The river-sounds nose up against the wind in the trees. For a moment I imagine I'm watched, but the moment passes. My coat is too thin, and I'm clenching my teeth, even shaking, the autumn wind peeling its slight edges away from the warmth of my chest. It's clear. It's late to be catching out. Nothing in me honest is up for can-opening another trip north.

And I'm tired.

But a weird obligation hangs heavy in the darkness over me, and I have thrown chains around thick, unseen poles that launch themselves up from bedrock to Polaris.

And so I am, stolen, and framed in a stupid crosshair on a map of Iowa, mining a string of well-mixed freight for a grain car.

And now the Quad-Cab Man is coming along the dim edge of the track. I recognize his pear shape and the borders of his coat. He seems tired.

"Go home," he says, clearly, bluntly.

I slow, and then stop. I'm not in trouble: There isn't a hint of a threat in his voice. But a firmness lives there. He doesn't break his stride, but keeps trudging up the line toward the engine.

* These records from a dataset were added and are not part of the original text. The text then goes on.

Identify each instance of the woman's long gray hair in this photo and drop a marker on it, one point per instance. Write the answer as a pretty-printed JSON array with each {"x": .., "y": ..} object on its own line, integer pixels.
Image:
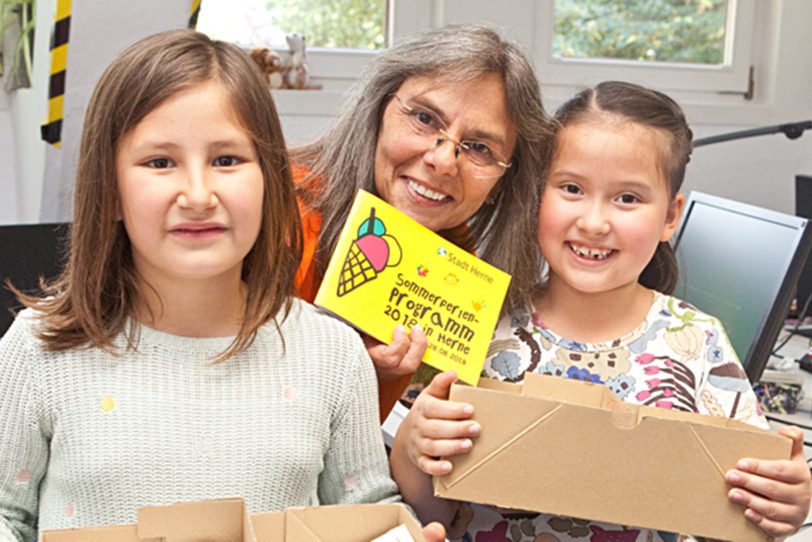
[{"x": 343, "y": 159}]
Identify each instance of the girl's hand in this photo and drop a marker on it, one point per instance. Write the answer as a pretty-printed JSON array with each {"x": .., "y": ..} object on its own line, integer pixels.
[
  {"x": 434, "y": 532},
  {"x": 438, "y": 428},
  {"x": 776, "y": 493},
  {"x": 400, "y": 357}
]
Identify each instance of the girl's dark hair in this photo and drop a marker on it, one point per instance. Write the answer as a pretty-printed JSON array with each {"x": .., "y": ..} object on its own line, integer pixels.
[{"x": 655, "y": 110}]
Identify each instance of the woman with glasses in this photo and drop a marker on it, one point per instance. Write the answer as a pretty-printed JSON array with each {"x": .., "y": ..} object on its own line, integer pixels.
[{"x": 447, "y": 126}]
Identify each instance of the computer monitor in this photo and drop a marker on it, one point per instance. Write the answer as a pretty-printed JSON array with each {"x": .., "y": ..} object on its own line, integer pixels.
[
  {"x": 27, "y": 251},
  {"x": 740, "y": 263},
  {"x": 803, "y": 208}
]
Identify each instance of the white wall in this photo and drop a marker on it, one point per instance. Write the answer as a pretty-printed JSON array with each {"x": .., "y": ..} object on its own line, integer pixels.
[{"x": 758, "y": 170}]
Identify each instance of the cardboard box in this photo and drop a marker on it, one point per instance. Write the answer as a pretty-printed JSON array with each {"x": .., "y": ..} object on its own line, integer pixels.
[
  {"x": 571, "y": 448},
  {"x": 338, "y": 523},
  {"x": 226, "y": 520}
]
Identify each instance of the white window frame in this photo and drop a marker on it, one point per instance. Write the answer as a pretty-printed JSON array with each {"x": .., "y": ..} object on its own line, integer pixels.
[
  {"x": 337, "y": 69},
  {"x": 732, "y": 77}
]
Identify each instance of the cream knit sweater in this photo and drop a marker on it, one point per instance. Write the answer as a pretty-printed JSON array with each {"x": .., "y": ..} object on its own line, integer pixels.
[{"x": 86, "y": 437}]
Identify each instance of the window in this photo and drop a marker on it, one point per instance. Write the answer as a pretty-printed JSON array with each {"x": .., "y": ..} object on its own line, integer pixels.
[
  {"x": 348, "y": 24},
  {"x": 694, "y": 45},
  {"x": 342, "y": 35}
]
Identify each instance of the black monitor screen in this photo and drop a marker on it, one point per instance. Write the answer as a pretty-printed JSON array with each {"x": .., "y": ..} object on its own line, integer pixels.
[
  {"x": 27, "y": 252},
  {"x": 803, "y": 208},
  {"x": 740, "y": 263}
]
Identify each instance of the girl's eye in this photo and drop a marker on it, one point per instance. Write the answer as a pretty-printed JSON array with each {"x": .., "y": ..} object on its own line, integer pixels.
[
  {"x": 226, "y": 161},
  {"x": 478, "y": 148},
  {"x": 425, "y": 120},
  {"x": 159, "y": 163}
]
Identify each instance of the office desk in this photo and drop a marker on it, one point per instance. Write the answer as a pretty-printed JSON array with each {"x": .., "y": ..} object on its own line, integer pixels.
[{"x": 796, "y": 347}]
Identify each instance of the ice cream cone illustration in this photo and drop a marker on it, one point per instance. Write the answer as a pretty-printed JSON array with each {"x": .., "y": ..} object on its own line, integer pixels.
[{"x": 371, "y": 252}]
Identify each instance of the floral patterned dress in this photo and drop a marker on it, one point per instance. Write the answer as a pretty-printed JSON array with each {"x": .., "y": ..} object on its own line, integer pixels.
[{"x": 678, "y": 358}]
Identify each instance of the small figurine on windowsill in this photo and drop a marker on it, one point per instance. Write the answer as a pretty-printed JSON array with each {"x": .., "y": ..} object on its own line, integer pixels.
[
  {"x": 297, "y": 75},
  {"x": 285, "y": 71},
  {"x": 272, "y": 66}
]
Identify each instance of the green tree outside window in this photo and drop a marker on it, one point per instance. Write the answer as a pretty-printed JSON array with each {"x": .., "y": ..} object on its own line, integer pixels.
[{"x": 682, "y": 31}]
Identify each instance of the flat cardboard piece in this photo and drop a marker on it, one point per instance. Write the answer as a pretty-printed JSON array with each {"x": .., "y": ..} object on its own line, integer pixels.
[
  {"x": 387, "y": 269},
  {"x": 224, "y": 520},
  {"x": 571, "y": 448},
  {"x": 338, "y": 523}
]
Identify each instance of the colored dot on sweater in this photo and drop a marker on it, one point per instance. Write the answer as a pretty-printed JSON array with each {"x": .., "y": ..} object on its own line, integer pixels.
[{"x": 108, "y": 403}]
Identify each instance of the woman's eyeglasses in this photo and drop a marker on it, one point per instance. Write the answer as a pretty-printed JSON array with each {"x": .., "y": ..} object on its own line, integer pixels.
[{"x": 426, "y": 124}]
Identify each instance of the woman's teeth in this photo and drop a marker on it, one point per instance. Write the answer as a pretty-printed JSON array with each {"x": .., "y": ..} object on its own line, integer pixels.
[
  {"x": 591, "y": 253},
  {"x": 426, "y": 192}
]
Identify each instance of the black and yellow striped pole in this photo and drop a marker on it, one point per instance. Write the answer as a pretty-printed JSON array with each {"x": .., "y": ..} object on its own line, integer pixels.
[
  {"x": 52, "y": 130},
  {"x": 195, "y": 13}
]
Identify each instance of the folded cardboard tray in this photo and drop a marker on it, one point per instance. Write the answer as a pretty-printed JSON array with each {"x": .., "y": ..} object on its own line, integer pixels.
[
  {"x": 572, "y": 448},
  {"x": 227, "y": 520}
]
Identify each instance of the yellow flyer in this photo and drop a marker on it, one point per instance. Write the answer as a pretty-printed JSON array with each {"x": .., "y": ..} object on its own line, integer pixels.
[{"x": 387, "y": 270}]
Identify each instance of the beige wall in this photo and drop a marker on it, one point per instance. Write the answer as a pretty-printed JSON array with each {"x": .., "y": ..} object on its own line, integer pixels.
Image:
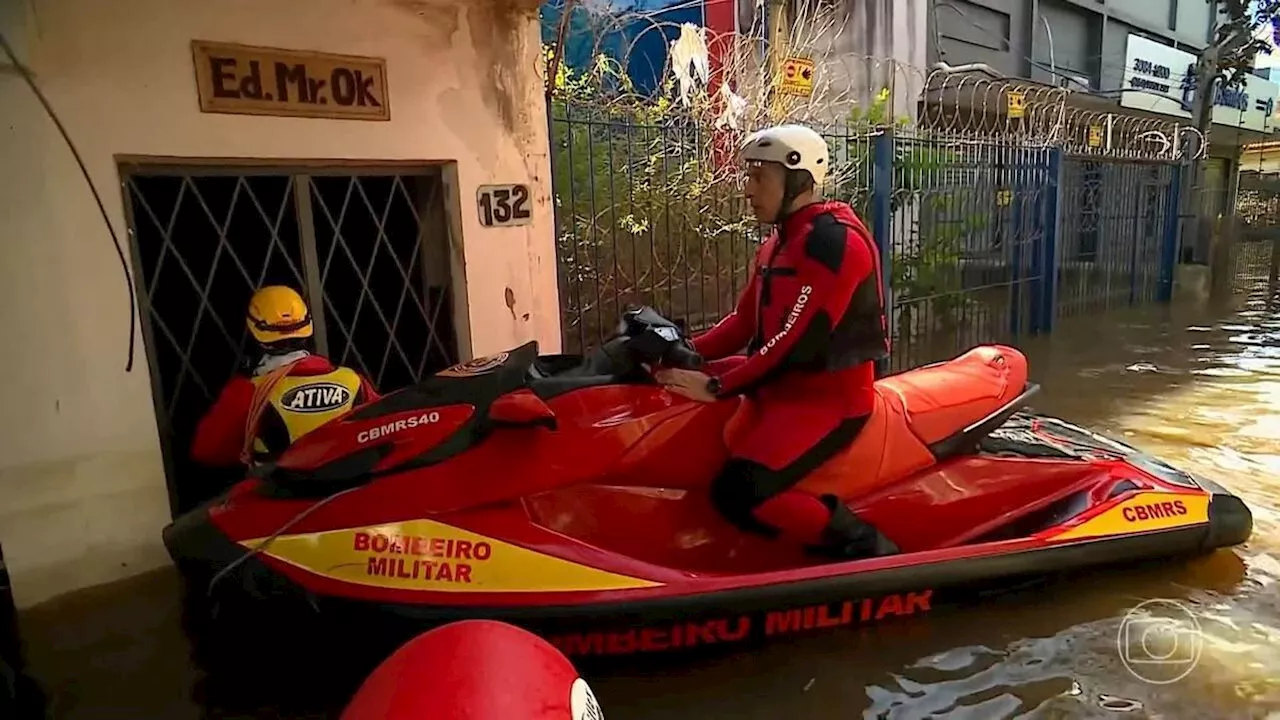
[{"x": 82, "y": 491}]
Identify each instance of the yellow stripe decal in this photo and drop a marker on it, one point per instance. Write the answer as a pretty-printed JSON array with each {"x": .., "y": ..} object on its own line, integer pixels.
[
  {"x": 1144, "y": 513},
  {"x": 425, "y": 555}
]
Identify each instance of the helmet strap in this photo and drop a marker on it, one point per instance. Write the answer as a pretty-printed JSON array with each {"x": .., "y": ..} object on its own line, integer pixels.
[{"x": 794, "y": 185}]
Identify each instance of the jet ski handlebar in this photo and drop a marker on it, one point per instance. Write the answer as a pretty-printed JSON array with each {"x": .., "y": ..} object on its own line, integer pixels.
[{"x": 654, "y": 340}]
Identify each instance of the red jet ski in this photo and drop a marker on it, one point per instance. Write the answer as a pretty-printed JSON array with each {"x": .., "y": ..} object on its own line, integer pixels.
[{"x": 570, "y": 495}]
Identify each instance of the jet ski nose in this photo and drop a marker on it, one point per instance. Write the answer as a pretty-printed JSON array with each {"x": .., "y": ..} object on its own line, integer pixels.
[{"x": 195, "y": 543}]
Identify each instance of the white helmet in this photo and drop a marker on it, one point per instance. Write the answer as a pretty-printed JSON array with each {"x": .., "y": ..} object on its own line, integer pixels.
[{"x": 795, "y": 147}]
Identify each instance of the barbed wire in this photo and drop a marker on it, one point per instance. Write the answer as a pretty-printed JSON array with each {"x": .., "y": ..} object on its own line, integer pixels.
[
  {"x": 647, "y": 113},
  {"x": 727, "y": 82}
]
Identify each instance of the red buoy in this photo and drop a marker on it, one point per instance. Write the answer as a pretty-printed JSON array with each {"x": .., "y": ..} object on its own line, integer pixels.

"Come on guy. Get yourself home."

Something fatherly in his words disarms me. His eyes look past mine.

"Forget it." He stretches out the word: "Ferrrrrget it." Both of his arms arc slowly up into the cold air.

"Go home! You want to see Thanksgiving, right?"

He passes by me.

"They're gonna find you dead in that coat, guy."

Suddenly my eyelids, my arms, my legs, my duffle bag all seem unbearably heavy. The cold pushes through my jacket, and cuts past the buttons on my shirt to rest against my bare chest. A part of me that hasn't been afraid for a long time is instantly nervous. This is not the first time someone has said this sort of thing to me. But suddenly it feels as if a filter has been lifted off of the lens: Literally. Visually, physically, everything changes. Everything looks dirty and greasy and raw; and the air is ice-cold; and the train stinks; and my stomach goes queasy.

Something darker than the darkness of the descending night seems to ooze and crawl from around the edges of the still, silent railcars looming now more above me than next to me.

The train feels suddenly and strangely unfamiliar. A kind of hostility bubbles up from underneath it.

The cars tower over me -- black, hulking masses -- as if they might collapse in a heap in their great tonnage upon my frail form.

But there's that weird obligation still hanging in the air. So I keep walking along the line, but move a few paces apart from the staring string of freight.

I feel a slow terror begin to grip me, from somewhere outside of myself. I cannot appropriate this train, and yet I am still searching for my grain car.

And now my head is throbbing, and I feel like I must steady myself. And I am beset with what I can only describe as an abject feeling of pure horror; unmitigated dread, as though at any moment the devil himself might lean out from one of the cars and pull me up.

I stumble away from the train, the line, slowly, unable to make myself run.

As I manage to put more space between myself and the tracks, I feel the black dread ease. I keep glancing over my shoulder to reassure myself that the train isn't actually somehow still occupying the space immediately behind me.

I make it to the city park with its bank of picnic tables, and hurl my bag and my water away from me as if some of that weird blackness still clings to them. I throw myself down on a weathered bench, feeling as though I've just sprinted a mile pursued by a twister.

I'm still catching my breath when I hear the slack action ripple down the line of freight, and the train begins to haul itself away.

The night softens again, and I can hear leaves on the pavement; cars crossing over the bridge.

Nearby, laughter and conversation.

Slowly, saved yet again, I return to myself.